Der politische Streit nahm auch deshalb an Schärfe zu, da sich abzeichnete, dass das Deeskalationskonzept der Polizei für den 1. Mai scheitern wird: Selbst Sicherheitsbeamte und Senat gingen gestern davon aus, dass Krawalle zum Tage der Arbeit nicht zu verhindern sein werden.

Innensenator Eckart Werthebach (CDU) sagte, es gebe im Vergleich zu 1999 eine „zugespitztere Situation“. Polizeipräsident Hagen Saberschinsky bezeichnete die Sicherheitslage als „sehr schwierig“. Insgesamt 6.400 Beamte sollen deshalb in der Hauptstadt für Ruhe sorgen, 2.400 werden von BGS-Einheiten und von anderen Bundesländern kommen. Sie sollen in ganz Berlin 65 Veranstaltungen und Demonstrationen schützen.
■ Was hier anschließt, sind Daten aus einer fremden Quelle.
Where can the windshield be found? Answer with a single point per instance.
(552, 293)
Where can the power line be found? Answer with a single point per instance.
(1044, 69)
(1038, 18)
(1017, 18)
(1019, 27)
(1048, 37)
Landesschutzpolizeidirektor Gernot Piestert ging schon vor der Gerichtsentscheidung davon aus, dass Hellersdorf ein Brennpunkt der Polizeipräsenz sein müsse: Allein 2.000 Beamte sollen dort eingesetzt werden. Piestert erklärte, noch niemals zuvor in der Geschichte der schon traditionellen 1.-Mai-Demos in der Hauptstadt hätten Linksextremisten so unverhohlen mit Gewalt gedroht.